The Extremely Large Databases (XLDB) series of conferences/workshops (xldb.org) have been held successfully with the leadership of Jacek Becla in recent years. The first XLDB satellite conference in Asia (XLDB Asia) will be held at Beijing, China on June 22-23, 2012. This conference will bring together people with highly demanding data challenges, and researchers and solution providers who are developing systems to address such challenges. The conference will facilitate discussions on:
    The state of the art data handling technologies on extremely large datasets;
    Practical use cases of current and anticipated data challenges;
    Lessons and innovations on building extremely large databases;
    Trends and strategies for surmounting current hurdles.
The conference will provide a meeting place for database researchers, for businesses with advanced solutions, and for people from many research disciplines, industries and organizations who need to urgently address real data challenges.

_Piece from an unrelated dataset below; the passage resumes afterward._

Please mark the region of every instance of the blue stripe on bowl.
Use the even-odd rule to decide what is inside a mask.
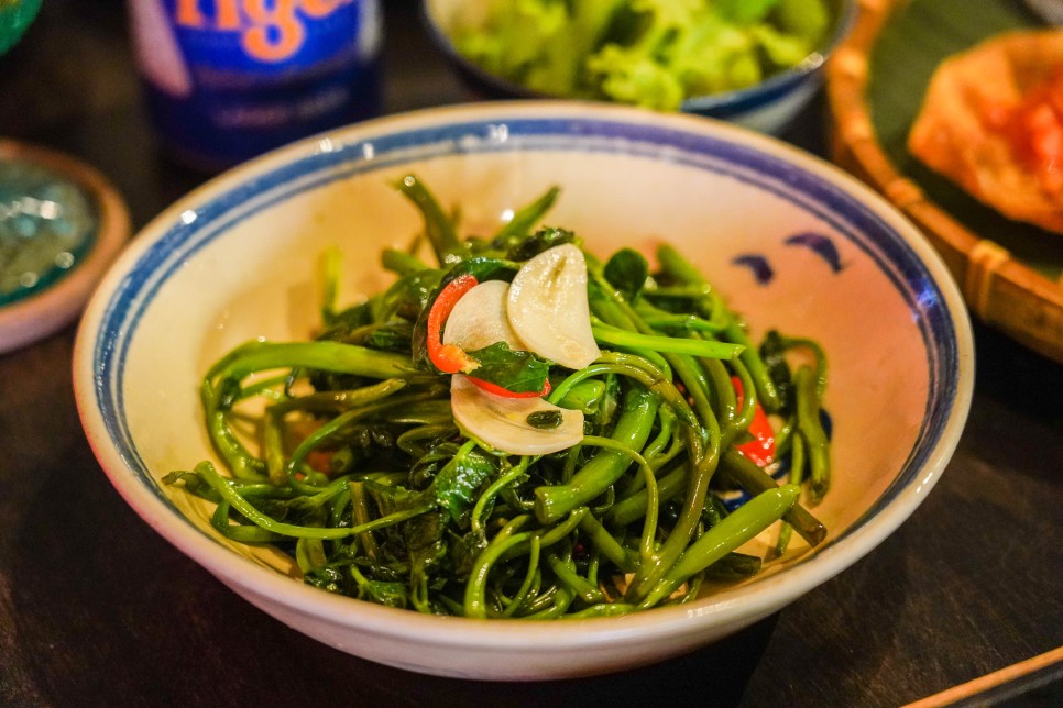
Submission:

December 8, 2011: AWS in Education research grant award.

We have been selected to receive an Amazon AWS in Education research grant (two years).
July 20, 2011: Dr. Wang was elected as a SPIE Senior Member, among 28 new senior members honored this year.

Dr. Wang was elected by the Society of Photographic Instrumentation Engineers (SPIE) Board of Directors and the Membership Committee to the grade of Senior Member, among 28 new senior members honored this year from 16,000 members, for his achievements in data management, integration and standardization for medical images and RFID. SPIE Senior Members are Members of distinction who are honored for their professional experience, their active involvement with the optics community and SPIE, and/or significant performance that sets them apart from their peers. See list of 2011 SPIE Senior Members.
June 24, 2011: Best Paper Award Received at ICDCS 2011.

The 31st International Conference on Distributed Computing Systems (ICDCS 11) presented the Best Paper Award to the researchers at Ohio State University (Rubao Lee, Tian Luo, Yin Hua, Xiaodong Zhang), Emory University(Fusheng Wang), and Facebook (Yongqiang He)to their paper entitled "YSmart: Yet another SQL-to-MapReduce Translator."
MapReduce has become a standard software framework for big data analytics in distributed systems, where system execution of SQL queries is a critical data processing task. An SQL-to-MapReduce translator automatically converts database queries to MapReduce jobs for their execution in distributed systems. Complex SQL query jobs generated by existing translators, such as the one in data warehouse Hive developed in Facebook, and in MapReduce programming environment of Pig developed by Yahoo!, are executed at unacceptable slow speed. The authors of the paper demonstrate that the poor performance of these translators is caused by the framework of one-operation-to-one-job mapping, which does not consider correlations of input data and input keys among the queries. The authors design and implement a correlation-aware SQL-to-MapReduce translator, called YSmart. The translator achieves superior performance compared with the existing translators in Hive and Pig. The translator has been patched in Hive for an adoption, and an independent version of YSmart will be released for public usage.
ICDCS is an annual conference providing a forum for engineers and scientists in academia, industry and government to present their latest research findings in many aspects of distributed and parallel computing. The annual conference this year was held in Minneapolis, Minnesota, June 21-24, 2011.
September 20, 2010: Dr. Wang won the best presentation award at Pathology Informatics Conference 2010.

Dr. Wang's talk "Developing Data Model Standards and Databases for Pathology Analytical Imaging" won the best presentation award of the session of Pathology Informatics Conference, Boston, September 19-22, 2010. Pathology Informatics is a subdiscipline of pathology and clinical laboratory medicine, and the annual conference is the largest meeting with a broad attedance of experts in the field of pathology and informatics.